La course de drones, nouveau « show » à l’américaine
La course de drones, nouveau « show » à l’américaine
Par Morgane Tual (envoyée spéciale à Austin, Texas (Etats-Unis)
Du bidouillage dans les champs à la grosse production, cette compétition a beaucoup évolué en deux ans. Rencontre avec le fondateur de la Drone Racing League, Nicholas Horbaczewski.
La lumière joue un rôle important dans la mise en scène des courses de drones. | David T Kindler / Drone Racing League
Il y a deux ans, les courses de drones ressemblaient à ça : plusieurs machines plus ou moins performantes s’affrontant dans un champ peu équipé, pour une course auquel le public ne comprenait pas grand-chose. Aujourd’hui, elles sont devenues de véritables « shows » à l’américaine, organisés dans des stades et retransmises à la télévision avec des images dignes de Star Wars.

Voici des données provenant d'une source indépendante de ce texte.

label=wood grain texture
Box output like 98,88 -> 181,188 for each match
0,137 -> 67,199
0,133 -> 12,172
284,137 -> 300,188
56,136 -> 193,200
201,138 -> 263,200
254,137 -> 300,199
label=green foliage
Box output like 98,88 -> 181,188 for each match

DRL | Level 3: Project Manhattan Teaser | Drone Racing League
Durée : 01:15
Que s’est-il passé entre-temps ? Au festival South by Southwest d’Austin (Texas), organisé du vendredi 10 au mardi 14 mars et consacré aux nouvelles technologies, l’un des acteurs majeurs de cette évolution est venu expliquer comment il avait transformé la course de drones. Nicholas Horbaczewski a fondé, en 2015, la Drone Racing League (DRL), une structure américaine qui organise des courses spectaculaires, et qui a réussi à obtenir les premiers contrats de retransmission télévisée pour ce sport.
Tout a commencé, là aussi, dans un champ, près de New York. « Un ami m’y a emmené voir une course de drones, raconte ce trentenaire au Monde. Mais c’était mal organisé, les drones tombaient, ils étaient mal conçus, le tout était très immature. Et, en même temps, il y avait des moments incroyables dans la course, très excitants. J’ai voulu rendre tout cela plus professionnel : ça avait le potentiel d’un vrai sport. »
Des courses d’une minute
Mais les obstacles à surmonter sont légion pour transformer les courses de drones en une expérience aussi spectaculaire que la formule 1, à laquelle Nicholas Horbaczewski aime les comparer. Organiser une telle course requiert un arsenal de techniques et de compétences pointues. Les événements de la DRL opposent six dronistes, qui doivent effectuer, sur une durée d’une minute, un parcours précis. Le tout en FPV, « first person view », ce qui signifie que les pilotes, équipés de lunettes spéciales, voient ce que filme le drone, comme s’ils le pilotaient de l’intérieur.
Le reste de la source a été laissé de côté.